> ok .thanks for that information .
> As i said i am running 2 datanodes on same machine . so my haddop home has 2
> conf folders .
> conf and conf2 and in turn 2 hdfs-site.xml in both conf folders .
> I guess dfs.replication value in hdfs-site.xml of conf folder should be 3 .
> What should i have it in conf2 ? should it be 1 there ?
>
> sorry if question sounds stupid . But i unfamiliar with these kind of
> settings ( 2 datanodes on same machine ..so having 2 conf )
>
>
> If data is split across multiple datanodes , then processing capacity would
> be improved - ( thats what i guess ) since my file is only 240 KB , it
> occupies only one block . It cannot use second block and remain in another
> datanode .
> So now , does it make sense to reduce the block size so that blocks are split
> between 2 datanodes —if i want to take very much advantage of multiple
> datanodes .
>
>
> Best Regards,
> Sindhu
>
>
> On 25 May 2014, at 21:47, Peyman Mohajerian <mohaj...@gmail.com> wrote:
>
>> Block size are typically 64 M or 12 M, so in your case only a single block
>> is involved which means if you have a single replica then only a single data
>> node will be used.
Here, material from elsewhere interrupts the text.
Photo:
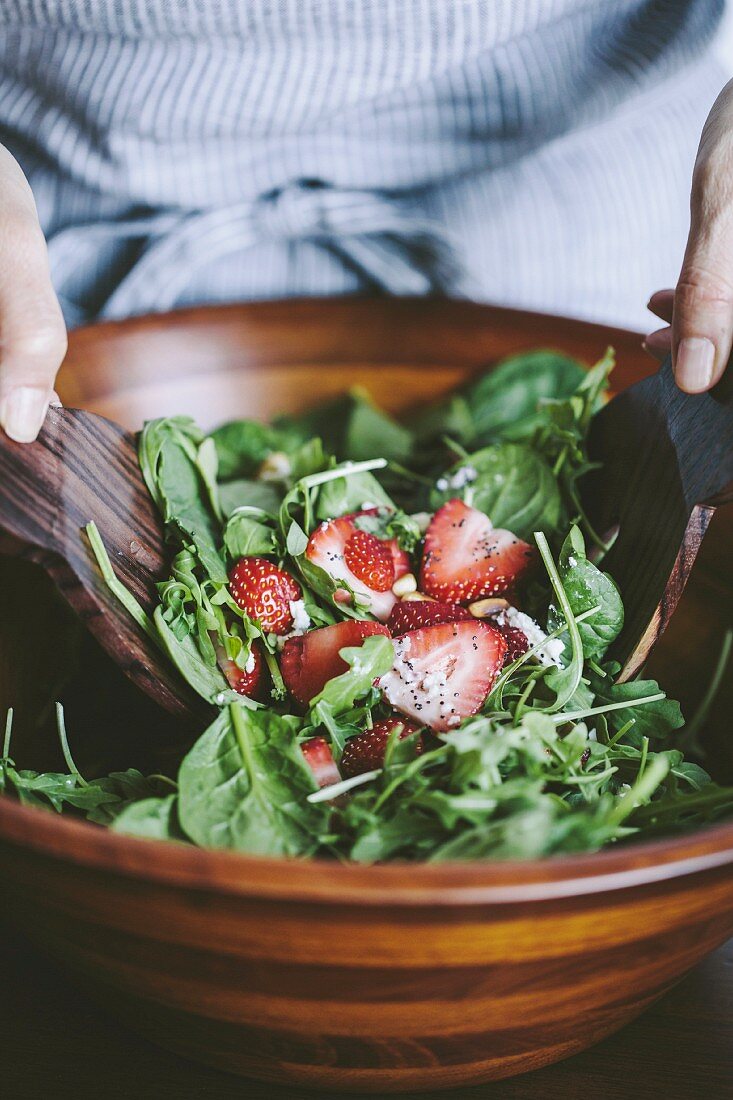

The default replication is three and since you only have
>> two data nodes, you will most likely have two copies of the data in two
>> separate data nodes.
>>
>>
>> On Sun, May 25, 2014 at 12:40 PM, Sindhu Hosamane <sindh...@gmail.com> wrote:
>>
>>>> Hello Friends,
>>>>
>>>> I am running multiple datanodes on a single machine .
>>>>
>>>> The output of jps command shows
>>>> Namenode Datanode Datanode Jobtracker tasktracker
>>>> Secondary Namenode
>>>>
>>>> Which assures that 2 datanodes are up and running .I execute cascalog
>>>> queries on this 2 datanode hadoop cluster , And i get the results of
>>>> query too.
>>>> I am not sure if it is really using both datanodes . ( bcoz anyways i get
>>>> results with one datanode )
>>>>
>>>> (read somewhere about HDFS storing data in datanodes like below )
>>>> 1) A HDFS scheme might automatically move data from one DataNode to
>>>> another if the free space on a DataNode falls below a certain threshold.
>>>> 2) Internally, a file is split into one or more blocks and these blocks
>>>> are stored in a set of DataNodes.
>>>>
>>>> My doubts are :
>>>> * Do i have to make any configuration changes in hadoop to tell it to
>>>> share datablocks between 2 datanodes or does it do automatically .
>>>> * Also My test data is not too big . its only 240 KB . According to point
>>>> 1) i don't know if such small test data can initiate automatic movement of
>>>> data from one datanode to another .
>>>> * Also what should dfs.replication value be when i am running 2 datanodes
>>>> ? (i guess its 2 )
>>>>
>>>>
>>>> Any advice or help would be very much appreciated .
>>>>
>>>> Best Regards,
>>>> Sindhu
>>>
>>>
>>
>>
>